Craft Scotland, Edinburgh Summer Show

You don’t need me to point out how many events are on just now in the Edinburgh Fringe and Edinburgh International Festival – but I will anyway – over 30,000 Fringe performances alone – it’s the biggest arts festival in the world.  And in Venue 205, Craft Scotland occupies the 2nd floor of White Stuff ,89 George Street, Edinburgh until Sunday 28th August 2016.


Work by Clod & Pebble, Hilary Grant Knitwear, Warped Textiles, Clare Dawdry.
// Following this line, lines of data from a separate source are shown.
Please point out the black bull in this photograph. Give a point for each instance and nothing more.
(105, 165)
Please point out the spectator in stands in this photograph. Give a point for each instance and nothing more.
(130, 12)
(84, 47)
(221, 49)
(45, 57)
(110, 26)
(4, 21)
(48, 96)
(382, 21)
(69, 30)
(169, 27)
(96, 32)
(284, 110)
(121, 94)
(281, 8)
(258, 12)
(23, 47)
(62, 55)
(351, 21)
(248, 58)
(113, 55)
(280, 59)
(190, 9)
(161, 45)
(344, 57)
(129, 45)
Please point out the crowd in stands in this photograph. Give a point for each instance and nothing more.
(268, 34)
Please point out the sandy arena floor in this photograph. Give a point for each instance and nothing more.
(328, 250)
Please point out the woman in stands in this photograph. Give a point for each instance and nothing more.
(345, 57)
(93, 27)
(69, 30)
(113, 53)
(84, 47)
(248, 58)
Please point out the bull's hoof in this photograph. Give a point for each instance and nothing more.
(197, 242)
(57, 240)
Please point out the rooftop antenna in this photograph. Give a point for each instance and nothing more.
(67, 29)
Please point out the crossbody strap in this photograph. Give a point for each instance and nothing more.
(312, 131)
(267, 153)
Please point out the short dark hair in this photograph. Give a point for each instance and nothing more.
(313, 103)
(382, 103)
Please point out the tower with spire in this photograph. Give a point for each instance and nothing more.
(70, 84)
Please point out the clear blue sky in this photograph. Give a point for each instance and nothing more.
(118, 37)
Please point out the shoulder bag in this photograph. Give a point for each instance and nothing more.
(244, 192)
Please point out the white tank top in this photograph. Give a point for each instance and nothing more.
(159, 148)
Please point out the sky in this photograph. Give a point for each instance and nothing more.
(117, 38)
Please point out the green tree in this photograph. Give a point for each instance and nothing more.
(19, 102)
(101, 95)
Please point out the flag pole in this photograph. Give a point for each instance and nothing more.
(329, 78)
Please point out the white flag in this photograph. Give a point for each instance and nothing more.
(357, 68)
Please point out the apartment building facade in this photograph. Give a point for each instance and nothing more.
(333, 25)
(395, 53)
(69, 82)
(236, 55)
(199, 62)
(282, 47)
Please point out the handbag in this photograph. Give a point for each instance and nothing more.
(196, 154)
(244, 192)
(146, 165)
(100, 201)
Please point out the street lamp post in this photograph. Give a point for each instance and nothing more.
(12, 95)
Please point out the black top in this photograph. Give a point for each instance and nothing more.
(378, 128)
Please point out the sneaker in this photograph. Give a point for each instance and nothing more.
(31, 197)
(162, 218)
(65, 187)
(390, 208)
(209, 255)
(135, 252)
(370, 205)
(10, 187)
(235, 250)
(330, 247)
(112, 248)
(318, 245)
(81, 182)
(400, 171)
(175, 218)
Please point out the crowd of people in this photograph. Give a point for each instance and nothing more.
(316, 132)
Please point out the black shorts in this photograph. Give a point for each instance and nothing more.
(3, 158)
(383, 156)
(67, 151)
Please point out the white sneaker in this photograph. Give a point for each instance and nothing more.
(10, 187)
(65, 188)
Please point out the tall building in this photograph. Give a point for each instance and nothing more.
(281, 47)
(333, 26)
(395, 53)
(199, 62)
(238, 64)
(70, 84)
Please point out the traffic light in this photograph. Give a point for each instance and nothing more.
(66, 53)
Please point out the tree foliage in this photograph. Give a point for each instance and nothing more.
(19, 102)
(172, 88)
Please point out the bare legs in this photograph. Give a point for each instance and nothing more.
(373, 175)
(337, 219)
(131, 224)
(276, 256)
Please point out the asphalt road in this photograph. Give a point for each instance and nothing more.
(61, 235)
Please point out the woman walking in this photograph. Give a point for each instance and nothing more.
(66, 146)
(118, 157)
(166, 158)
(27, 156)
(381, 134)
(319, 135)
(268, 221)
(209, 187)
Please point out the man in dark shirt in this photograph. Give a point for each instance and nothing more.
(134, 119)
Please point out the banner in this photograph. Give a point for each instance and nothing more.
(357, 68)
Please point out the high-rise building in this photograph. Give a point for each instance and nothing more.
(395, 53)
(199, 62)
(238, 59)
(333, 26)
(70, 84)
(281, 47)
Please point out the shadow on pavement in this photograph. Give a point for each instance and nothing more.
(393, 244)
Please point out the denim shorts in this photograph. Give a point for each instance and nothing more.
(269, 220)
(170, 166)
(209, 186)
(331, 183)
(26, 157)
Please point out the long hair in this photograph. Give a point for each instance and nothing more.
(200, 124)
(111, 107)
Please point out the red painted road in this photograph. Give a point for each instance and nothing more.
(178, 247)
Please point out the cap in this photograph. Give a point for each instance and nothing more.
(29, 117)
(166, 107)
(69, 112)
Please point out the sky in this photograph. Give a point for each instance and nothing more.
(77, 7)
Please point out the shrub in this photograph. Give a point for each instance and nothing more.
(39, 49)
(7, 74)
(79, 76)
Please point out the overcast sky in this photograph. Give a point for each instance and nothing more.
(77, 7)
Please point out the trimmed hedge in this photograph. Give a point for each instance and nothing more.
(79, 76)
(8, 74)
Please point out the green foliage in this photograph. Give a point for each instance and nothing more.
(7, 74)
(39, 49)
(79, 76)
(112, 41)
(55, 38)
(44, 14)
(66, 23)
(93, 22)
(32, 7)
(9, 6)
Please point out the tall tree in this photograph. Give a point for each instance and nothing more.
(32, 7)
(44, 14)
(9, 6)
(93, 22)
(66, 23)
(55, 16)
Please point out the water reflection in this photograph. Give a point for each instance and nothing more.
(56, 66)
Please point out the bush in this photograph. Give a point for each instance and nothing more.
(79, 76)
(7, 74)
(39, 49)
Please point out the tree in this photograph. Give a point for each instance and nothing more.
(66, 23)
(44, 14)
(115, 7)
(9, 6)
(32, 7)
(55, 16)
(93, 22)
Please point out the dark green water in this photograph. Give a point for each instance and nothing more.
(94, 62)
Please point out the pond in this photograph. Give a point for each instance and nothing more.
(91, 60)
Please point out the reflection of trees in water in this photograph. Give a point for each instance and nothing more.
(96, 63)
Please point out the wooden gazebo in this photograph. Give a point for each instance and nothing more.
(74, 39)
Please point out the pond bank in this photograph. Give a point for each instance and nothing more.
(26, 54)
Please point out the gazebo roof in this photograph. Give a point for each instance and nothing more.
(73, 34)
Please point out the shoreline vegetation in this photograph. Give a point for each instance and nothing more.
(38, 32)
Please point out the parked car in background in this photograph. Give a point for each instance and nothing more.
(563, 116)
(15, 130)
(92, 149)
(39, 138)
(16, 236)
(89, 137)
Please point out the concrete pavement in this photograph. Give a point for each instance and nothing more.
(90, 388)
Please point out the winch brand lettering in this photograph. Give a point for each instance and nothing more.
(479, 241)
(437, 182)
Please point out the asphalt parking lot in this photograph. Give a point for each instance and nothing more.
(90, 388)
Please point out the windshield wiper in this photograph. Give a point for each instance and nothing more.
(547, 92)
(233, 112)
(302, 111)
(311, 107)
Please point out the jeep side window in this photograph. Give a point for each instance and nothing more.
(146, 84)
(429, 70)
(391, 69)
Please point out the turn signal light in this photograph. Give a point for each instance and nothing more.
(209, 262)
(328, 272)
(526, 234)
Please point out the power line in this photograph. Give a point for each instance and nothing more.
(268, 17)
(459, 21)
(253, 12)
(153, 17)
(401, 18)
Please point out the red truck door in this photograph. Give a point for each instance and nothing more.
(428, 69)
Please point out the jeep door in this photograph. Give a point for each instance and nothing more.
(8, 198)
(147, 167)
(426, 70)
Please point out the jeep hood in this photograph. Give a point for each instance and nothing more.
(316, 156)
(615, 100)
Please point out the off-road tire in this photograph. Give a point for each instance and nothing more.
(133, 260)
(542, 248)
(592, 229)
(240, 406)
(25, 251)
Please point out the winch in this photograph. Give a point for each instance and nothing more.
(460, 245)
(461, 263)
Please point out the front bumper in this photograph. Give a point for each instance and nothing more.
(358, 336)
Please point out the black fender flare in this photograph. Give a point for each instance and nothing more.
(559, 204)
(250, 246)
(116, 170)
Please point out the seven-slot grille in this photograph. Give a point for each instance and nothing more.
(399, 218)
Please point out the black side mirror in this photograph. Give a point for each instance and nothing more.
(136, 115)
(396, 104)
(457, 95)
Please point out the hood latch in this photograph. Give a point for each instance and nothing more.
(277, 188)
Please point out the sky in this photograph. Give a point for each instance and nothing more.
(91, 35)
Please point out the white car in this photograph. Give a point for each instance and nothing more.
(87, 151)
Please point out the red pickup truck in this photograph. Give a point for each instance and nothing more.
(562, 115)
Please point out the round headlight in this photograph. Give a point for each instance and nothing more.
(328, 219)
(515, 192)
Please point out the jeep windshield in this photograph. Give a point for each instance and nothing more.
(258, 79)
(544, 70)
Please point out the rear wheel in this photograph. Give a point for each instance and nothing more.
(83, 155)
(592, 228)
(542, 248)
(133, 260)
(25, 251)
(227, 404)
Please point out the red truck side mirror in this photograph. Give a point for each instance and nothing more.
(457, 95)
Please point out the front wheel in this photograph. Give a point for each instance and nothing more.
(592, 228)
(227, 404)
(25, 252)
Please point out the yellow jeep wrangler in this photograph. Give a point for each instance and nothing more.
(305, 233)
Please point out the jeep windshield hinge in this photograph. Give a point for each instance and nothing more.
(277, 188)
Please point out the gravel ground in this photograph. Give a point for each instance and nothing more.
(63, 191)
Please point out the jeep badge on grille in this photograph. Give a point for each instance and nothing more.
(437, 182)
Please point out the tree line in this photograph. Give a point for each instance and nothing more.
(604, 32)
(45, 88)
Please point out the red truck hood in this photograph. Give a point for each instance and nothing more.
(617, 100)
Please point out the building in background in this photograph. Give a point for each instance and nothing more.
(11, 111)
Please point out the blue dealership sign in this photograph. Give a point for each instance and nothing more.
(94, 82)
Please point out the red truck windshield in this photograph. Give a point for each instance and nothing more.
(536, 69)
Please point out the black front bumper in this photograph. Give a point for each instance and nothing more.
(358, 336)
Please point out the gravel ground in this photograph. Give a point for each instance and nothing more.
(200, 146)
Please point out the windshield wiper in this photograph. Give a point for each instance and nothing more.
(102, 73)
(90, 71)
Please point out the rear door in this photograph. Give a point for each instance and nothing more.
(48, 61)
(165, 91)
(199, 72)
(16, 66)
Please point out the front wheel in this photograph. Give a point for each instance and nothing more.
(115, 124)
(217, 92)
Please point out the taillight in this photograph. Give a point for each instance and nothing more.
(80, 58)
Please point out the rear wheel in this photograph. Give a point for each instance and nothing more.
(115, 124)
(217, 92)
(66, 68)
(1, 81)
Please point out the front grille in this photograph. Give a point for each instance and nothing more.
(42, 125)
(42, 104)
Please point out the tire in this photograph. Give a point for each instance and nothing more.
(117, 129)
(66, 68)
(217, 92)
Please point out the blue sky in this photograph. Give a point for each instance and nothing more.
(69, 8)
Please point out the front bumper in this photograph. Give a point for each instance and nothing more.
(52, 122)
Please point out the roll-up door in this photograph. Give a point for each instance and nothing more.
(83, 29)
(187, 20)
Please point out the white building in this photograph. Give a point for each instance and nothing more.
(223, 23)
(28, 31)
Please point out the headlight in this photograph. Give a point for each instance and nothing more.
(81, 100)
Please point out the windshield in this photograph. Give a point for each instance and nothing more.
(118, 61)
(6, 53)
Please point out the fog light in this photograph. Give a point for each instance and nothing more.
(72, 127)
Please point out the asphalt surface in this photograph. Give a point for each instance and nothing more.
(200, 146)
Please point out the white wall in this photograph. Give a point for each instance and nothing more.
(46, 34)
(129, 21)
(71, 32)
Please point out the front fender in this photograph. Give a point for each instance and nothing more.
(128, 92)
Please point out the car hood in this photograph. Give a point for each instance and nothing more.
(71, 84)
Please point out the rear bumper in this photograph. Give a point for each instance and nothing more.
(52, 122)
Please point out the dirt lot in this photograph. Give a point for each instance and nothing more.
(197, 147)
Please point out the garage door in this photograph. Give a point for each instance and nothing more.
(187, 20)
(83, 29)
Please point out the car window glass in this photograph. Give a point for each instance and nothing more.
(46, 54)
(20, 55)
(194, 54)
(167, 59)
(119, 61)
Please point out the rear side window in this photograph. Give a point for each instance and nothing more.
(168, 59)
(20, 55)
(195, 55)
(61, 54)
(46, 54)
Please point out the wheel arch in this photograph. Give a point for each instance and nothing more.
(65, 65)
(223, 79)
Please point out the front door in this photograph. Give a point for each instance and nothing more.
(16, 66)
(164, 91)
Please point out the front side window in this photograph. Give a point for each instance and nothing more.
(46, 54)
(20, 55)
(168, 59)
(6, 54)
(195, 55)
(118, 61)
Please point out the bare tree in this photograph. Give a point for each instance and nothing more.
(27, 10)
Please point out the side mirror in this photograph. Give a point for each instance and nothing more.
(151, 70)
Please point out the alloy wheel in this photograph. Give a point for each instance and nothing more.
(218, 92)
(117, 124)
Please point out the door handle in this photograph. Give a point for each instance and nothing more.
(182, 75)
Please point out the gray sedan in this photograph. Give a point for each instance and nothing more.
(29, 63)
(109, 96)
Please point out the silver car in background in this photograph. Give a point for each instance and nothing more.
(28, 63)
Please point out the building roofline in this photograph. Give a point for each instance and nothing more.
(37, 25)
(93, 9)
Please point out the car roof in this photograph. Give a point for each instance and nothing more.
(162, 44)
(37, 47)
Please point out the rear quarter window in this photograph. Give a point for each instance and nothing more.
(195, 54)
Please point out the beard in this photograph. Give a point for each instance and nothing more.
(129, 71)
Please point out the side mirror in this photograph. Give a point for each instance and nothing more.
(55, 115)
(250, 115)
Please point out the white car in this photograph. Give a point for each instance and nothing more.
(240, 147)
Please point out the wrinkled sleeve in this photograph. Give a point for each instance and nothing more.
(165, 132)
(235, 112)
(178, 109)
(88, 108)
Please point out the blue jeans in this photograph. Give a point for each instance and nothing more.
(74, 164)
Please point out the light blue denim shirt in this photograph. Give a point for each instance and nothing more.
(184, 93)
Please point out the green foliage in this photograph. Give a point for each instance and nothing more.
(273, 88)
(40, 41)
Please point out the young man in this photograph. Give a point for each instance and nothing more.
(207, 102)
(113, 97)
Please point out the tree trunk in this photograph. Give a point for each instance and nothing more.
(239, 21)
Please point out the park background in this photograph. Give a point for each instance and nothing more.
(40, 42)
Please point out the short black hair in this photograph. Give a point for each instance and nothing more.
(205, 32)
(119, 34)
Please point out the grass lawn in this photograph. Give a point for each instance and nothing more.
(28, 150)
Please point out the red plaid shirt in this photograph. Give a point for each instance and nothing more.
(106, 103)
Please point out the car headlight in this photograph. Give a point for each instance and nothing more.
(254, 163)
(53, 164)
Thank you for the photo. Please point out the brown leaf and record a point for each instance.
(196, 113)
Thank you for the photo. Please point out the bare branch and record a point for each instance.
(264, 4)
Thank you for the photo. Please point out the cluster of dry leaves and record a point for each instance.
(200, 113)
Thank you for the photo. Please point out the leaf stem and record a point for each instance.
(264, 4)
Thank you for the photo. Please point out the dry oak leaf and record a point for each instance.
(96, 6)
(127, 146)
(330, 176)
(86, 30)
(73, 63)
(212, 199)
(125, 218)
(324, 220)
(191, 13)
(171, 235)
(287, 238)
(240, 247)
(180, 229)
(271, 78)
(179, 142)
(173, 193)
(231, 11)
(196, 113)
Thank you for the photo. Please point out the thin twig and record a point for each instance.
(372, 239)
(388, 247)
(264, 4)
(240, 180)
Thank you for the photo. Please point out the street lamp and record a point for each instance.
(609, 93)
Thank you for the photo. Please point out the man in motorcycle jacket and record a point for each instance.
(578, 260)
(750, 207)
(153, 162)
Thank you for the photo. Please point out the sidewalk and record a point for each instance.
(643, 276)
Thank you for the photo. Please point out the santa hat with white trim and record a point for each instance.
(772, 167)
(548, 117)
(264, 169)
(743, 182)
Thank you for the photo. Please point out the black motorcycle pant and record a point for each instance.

Thirty one Scottish makers – potters, textile designers, jewellers and furniture makers – were selected to be part of this years Summer Show, unifiedspace being one of them. So I took the opportunity of launching some brand new designs for scarves and ties, discussed in more detail in this interview.

Breton Signal

‘Breton Signal’ 100% Irish Linen Tie & Pocket Square.

I’ve added 100% Irish Linen ties to the range. I’m still producing the original Fife linen union ties (available from Urban Reivers Festival Shop on George Street) but I’ve been asked for slightly more formal ties and the finer texture of the Irish linen achieves a fairly polished look – don’t worry, the ties are not going all corporate in nature, the prints are anything but!

There are 100% silk scarves in the same print – just in case you want to go out ‘matching’?! I’ve also added some gender neutral skinny scarves/cravats, silk squares and gauzy wool and cashmere blends for the Autumn.

scarf Night Hatching 3

‘Night Hatching’ 100% Silk Scarf

Love You, designed by Niki Fulton

‘Love You’ Wool & Cashmere blend scarf

If you would like to hear a little more behind the scenes chat at unifiedspace HQ, Creative Edinburgh kindly arranged for filmmaker David P Scott to shoot this short vimeo.

You might hear in the film I mention a new bespoke service. More about that soon but essentially, it’s about commissioning your own print/pattern – one which reflects your story, your colours, your life – a modern portrait if you like, and one that can be worn.

Also, lots happening next week too so another post will follow very soon regarding the run up to the Paisley 2021 City of Culture bid.

Meanwhile, enjoy the final week of the Edinburgh Festival and Fringe and please pop into the Craft Scotland Edinburgh Summer Show if you can – there’s a special late night opening this Thursday 25th August and I believe even some goodie bags are to be had!



A Colourful Edinburgh

You may have noticed I have written very little over the summer and oddly enough it is because I’ve been over- inspired (if such a thing exists?) One of the many benefits of living in Edinburgh is, come August, the International Edinburgh Festival starts and with it comes literally thousands of arts events every single day. There is so much to write about, it’s actually difficult to start.

Being a colour fiend, the first event I targeted was Mirazozo, (images above) a giant inflatable structure designed by the Architects of Air. After removing my shoes, I entered a maze of inter linking tunnels and open spaces all naturally lit but filled with wild dancing colours which blend, fuse and alter as the sun comes and goes outside the structure. It’s an event which takes you directly from a ordinary day right into another world.

In Inverleith House you can seen a collection of Robert Rauschenberg ‘s work from the period (1982-1998) when he was exploring the reflective and textural effects of metal and glass and other reflective surfaces. The work is displayed in natural light and you may notice some green reflection from the Botanic Gardens outside. Some of the work demonstrates his obsession with the discarded object, very relevant, as he famously said “I think painting is more like the real world when it is made out of the real world”.

At The Fruit Market Gallery the work by Ingrid Calame takes a detailed look at markings she finds on the ground in ordinary places such as car parks. She traces detailed lines and takes her tracings back to her studio and layers them up into what she calls her “constellations”. She finds the markings interesting because each mark on the ground relates to a historical event having taken place, whether deliberate or accidental. They are therefore what she terms, “micro histories”. She says, “Finding marks to trace is like finding a snowflake – there is an individual beauty in them”.

Her more delicate work I was unable to photograph but I also enjoyed her scraped and peeling surfaces borne from our industrial age.

As you can see, an overload of colour, form, texture and light and that is only three venues – I haven’t even mentioned Hiroshi Sugimoto’s photographic exhibition at The Modern Art Gallery where he has discharged electrical currents through photographic film and produced dramatic and highly innovative work.

Sensory overload is the only way to describe what is happening right now in Edinburgh…and it’s wonderful.